Thorben senkt den Ton: „Jedenfalls gehe ich in den Speisewagen und bestelle mir Reis mit Huhn. Und die Employees fragen mich, wo ich herkomme und wollen meine Haare anfassen.“
„Inappropriate“, schiebt Boris ein.
„German, Déguó rén, sage ich und die machen den Hitlergruß und lachen und laden mich auf einen Wein ein.“ Er nimmt sein Glas, in dem gar nichts mehr drin ist, kippt es und die Orangenscheiben fallen gegen seine Lippen. „Und“, sagt er und hebt den Zeigefinger „die Uni in Changsha. Schon klar, andere kulturelle Bedeutung, aber immerhin ist die international. Die hat eine fette Swastika in Veilchenblau als Logo.“
„Im Ernst?“, fragt Boris.
Thorben lässt sich in seinen Hocker fallen, zuckt mit den Schultern, sagt: „That´s the story.“
Die Chinesin stellt unsere Negroni hin.
„Auf die YKL“, sagt Boris.
Der Negroni wärmt meinen Rausch auf. Das Blut hängt schwer und warm in meinen Wangen. Ich ziehe den Drink weg und wir bestellen noch eine Runde, unterhalten uns über Game of Thrones und ein Lenkrad, das Boris für Citroen entworfen hat. Thorben hängt teilnahmslos überm Tisch, als hätte ihn sein Vortrag über die Chinesen-Nazis völlig entkräftet.

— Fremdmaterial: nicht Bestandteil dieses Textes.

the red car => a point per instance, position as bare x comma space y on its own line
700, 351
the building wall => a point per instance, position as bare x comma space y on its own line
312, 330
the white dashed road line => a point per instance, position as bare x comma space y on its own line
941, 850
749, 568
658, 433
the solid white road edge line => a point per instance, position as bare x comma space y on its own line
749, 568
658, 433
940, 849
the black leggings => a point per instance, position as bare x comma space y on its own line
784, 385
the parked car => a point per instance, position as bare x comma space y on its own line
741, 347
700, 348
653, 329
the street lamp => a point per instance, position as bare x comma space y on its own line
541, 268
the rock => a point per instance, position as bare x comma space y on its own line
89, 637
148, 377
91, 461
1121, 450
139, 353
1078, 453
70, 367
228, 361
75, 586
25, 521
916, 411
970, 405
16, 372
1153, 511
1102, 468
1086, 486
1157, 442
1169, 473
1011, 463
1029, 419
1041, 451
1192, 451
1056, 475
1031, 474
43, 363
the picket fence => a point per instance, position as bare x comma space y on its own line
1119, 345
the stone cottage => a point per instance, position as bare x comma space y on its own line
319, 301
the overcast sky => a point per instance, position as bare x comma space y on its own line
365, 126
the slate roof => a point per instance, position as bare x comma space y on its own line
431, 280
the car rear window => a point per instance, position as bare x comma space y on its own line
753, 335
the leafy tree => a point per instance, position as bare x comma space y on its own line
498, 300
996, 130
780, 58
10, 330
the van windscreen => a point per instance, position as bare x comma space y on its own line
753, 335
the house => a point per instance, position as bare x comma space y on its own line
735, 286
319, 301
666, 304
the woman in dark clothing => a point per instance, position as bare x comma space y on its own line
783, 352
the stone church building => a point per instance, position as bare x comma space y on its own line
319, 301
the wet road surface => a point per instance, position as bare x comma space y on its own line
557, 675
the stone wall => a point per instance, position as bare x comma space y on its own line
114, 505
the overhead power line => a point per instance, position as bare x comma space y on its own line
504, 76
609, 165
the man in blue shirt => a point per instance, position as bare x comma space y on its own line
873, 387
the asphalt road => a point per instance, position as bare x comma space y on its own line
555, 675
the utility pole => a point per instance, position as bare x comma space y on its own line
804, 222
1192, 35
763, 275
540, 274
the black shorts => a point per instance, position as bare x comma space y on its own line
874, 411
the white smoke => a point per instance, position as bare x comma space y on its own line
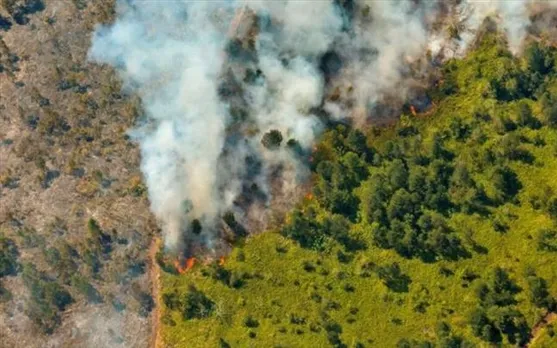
198, 154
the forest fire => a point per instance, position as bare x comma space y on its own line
413, 110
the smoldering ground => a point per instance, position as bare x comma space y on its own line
215, 77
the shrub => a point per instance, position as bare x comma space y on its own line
196, 305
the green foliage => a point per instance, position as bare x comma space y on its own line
196, 305
436, 221
8, 257
393, 277
86, 289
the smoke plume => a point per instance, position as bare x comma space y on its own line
216, 77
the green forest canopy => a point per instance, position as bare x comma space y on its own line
438, 231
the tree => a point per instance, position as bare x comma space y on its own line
393, 277
539, 293
272, 139
547, 240
398, 174
197, 305
524, 116
401, 203
8, 257
84, 287
506, 183
539, 59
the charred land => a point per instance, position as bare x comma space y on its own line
335, 173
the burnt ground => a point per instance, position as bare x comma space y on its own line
65, 159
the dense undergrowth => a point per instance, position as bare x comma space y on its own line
438, 231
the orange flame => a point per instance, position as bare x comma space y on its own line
179, 267
413, 110
190, 263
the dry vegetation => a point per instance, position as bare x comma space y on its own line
71, 200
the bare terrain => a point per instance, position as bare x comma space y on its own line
68, 171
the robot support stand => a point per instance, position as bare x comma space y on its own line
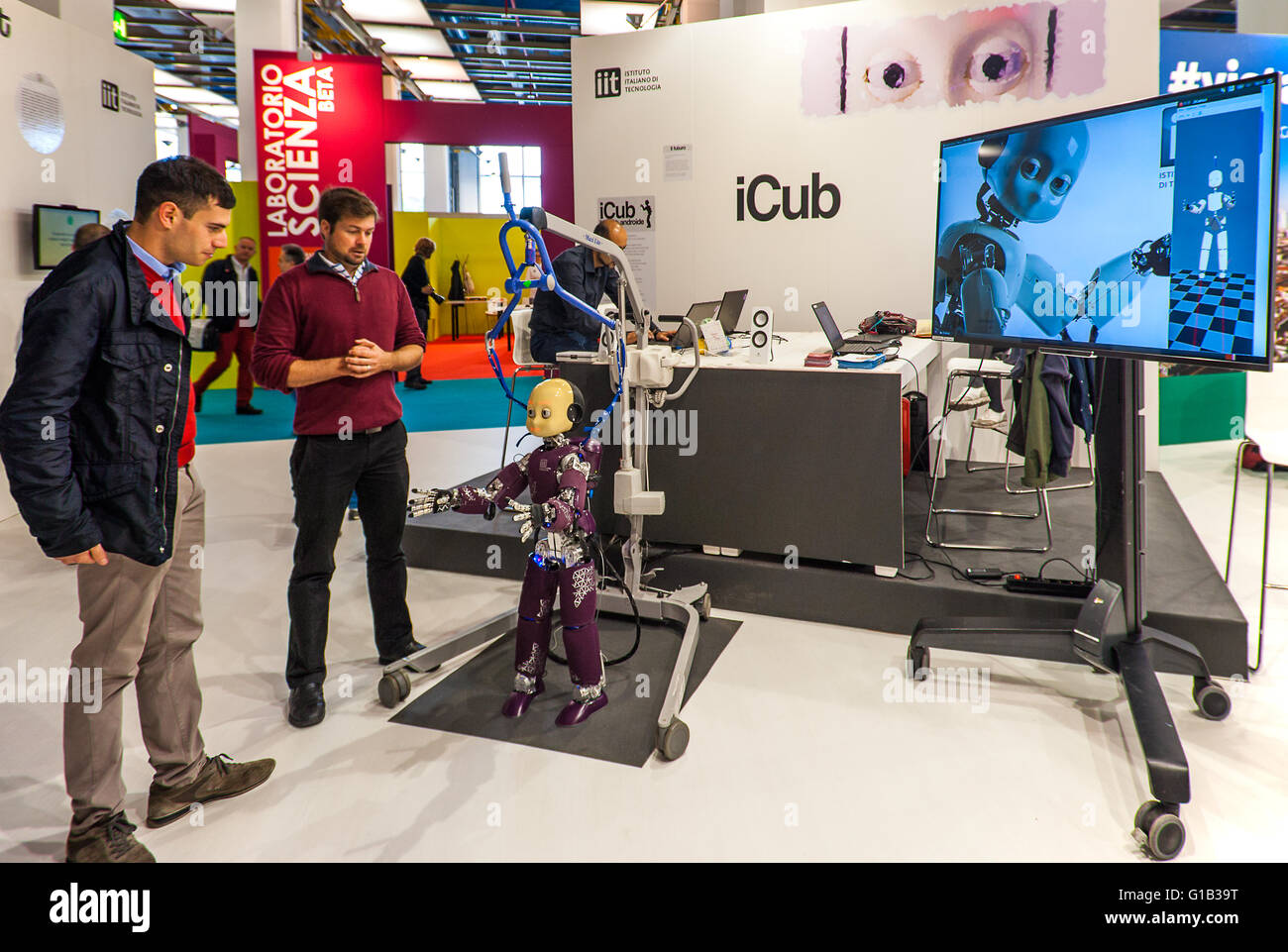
1109, 633
642, 381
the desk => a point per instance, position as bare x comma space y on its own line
778, 459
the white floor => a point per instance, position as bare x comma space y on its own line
804, 746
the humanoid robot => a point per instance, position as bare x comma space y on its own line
558, 475
1215, 205
982, 266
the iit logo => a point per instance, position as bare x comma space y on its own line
608, 82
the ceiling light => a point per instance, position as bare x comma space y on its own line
412, 42
426, 68
410, 12
458, 91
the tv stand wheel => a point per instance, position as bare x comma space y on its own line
673, 740
1159, 830
918, 663
1211, 698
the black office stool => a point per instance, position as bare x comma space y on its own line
965, 369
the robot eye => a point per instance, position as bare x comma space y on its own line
892, 77
996, 65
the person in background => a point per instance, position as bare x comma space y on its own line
88, 234
98, 438
231, 292
416, 279
338, 330
587, 274
287, 257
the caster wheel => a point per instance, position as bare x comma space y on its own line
1159, 831
387, 690
918, 663
1211, 698
673, 741
403, 683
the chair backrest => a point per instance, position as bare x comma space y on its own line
519, 318
1267, 403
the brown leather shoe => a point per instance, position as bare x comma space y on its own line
219, 779
110, 841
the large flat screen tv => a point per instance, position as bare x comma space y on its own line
52, 231
1145, 230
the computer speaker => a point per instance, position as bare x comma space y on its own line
761, 335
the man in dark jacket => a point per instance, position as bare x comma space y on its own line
416, 279
338, 330
588, 275
97, 437
230, 288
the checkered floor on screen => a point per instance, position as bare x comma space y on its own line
1210, 313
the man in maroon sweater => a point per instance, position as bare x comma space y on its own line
336, 331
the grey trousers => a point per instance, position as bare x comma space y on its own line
141, 622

Irgendwann sehe ich aus dem Augenwinkel, wie ein Dutzend Aussies Tische und Stühle schleppt.
Thorben schaut vom Tisch auf: „Bauen die eine Barrikade?“ Seine Mundwinkel wandern nach oben.
„Interesting“, sagt Boris.
„Ich mach mit“, sagt Thorben.
„Die Cops knüppeln die später Down Under“, sage ich.

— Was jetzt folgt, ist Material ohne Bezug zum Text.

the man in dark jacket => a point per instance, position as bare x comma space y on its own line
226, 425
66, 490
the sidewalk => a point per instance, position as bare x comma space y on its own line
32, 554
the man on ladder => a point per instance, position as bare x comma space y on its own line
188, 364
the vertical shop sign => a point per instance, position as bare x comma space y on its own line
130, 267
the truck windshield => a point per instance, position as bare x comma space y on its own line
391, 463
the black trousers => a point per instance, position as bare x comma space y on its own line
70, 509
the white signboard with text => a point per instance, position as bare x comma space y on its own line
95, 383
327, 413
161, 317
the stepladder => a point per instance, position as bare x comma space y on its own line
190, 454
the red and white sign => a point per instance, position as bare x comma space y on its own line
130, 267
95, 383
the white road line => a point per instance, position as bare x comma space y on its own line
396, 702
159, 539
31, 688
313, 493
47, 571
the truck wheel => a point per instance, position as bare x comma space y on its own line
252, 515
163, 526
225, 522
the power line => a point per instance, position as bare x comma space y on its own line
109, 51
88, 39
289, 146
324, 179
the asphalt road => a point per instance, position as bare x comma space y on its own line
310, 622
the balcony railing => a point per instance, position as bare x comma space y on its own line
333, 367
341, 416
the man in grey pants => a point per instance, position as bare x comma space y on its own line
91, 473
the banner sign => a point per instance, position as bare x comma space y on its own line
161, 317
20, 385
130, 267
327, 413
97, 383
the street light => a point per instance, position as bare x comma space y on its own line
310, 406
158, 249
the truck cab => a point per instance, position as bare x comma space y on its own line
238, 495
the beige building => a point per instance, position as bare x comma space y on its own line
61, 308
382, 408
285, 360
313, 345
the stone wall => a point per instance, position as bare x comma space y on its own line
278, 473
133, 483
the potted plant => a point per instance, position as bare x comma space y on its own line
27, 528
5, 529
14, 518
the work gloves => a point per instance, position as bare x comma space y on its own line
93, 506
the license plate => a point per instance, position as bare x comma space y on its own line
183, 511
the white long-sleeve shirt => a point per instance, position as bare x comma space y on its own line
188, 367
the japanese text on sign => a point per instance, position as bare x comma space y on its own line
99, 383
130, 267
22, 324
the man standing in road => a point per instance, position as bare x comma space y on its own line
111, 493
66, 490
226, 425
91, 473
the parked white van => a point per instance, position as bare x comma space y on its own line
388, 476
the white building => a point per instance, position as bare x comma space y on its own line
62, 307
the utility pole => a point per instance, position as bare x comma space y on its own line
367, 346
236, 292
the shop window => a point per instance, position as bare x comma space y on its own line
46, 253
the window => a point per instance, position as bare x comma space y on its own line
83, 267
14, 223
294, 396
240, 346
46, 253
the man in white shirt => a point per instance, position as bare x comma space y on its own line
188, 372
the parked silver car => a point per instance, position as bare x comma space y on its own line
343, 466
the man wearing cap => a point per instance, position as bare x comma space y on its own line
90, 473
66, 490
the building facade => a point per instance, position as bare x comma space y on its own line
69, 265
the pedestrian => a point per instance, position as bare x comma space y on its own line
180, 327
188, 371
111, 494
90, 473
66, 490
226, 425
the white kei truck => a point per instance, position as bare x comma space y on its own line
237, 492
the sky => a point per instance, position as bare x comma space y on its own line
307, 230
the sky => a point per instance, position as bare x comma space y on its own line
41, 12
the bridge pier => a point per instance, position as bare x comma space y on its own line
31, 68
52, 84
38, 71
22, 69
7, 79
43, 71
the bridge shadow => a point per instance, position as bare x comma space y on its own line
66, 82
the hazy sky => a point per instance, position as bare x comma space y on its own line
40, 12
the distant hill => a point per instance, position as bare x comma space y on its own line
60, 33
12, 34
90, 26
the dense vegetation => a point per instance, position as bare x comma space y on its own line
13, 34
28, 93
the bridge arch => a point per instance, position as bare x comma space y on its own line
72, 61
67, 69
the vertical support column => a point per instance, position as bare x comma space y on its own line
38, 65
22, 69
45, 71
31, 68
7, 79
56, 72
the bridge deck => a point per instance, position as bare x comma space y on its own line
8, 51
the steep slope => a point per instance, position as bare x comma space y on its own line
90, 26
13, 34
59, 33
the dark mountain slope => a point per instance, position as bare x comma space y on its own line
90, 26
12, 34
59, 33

Boris zieht das Revers seines Jacketts zurecht, grinst und fährt sich über den Dreitagebart: „Hier sind Expats aus der ganzen Welt. Die Chinesen werden einen Scheiß tun. They still fear bad press.“
„Selbst wenn. Mit Natives gehen die nicht zimperlich um.“
„Mavis ist im Moon“, sagt Boris.
Im Moon läuft American Pie in der Version von Madonna. Es riecht nach altem Bier. Der Boden ist sticky. Mavis lehnt an der Bar und wirft ihr blond gefärbtes Haar über die rechte Schulter und macht einem Aussie in einem Tanktop mit der Aufschrift „Rave“ schöne Augen. Sie trägt ihre blauen Kontaktlinsen. Der Aussie hält ein Glas Rotwein, lacht und dabei wippen seine Surferhaare und streichen über seine gebräunten Schultern.
Ich verbeuge mich, ironically, aber etwas zu tief und sage: „Sorry to interrupt. We have to go.“
Mavis neigt den Kopf und bläst Luft zwischen ihren Zähnen durch, Madonna singt „something touched me deep inside the day the music died“ und der Aussie stellt seinen Rotwein auf den Tresen. Er hat Spider Veins um die Nasenlöcher. Ich greife Mavis´ Hand. Sie zieht sie weg.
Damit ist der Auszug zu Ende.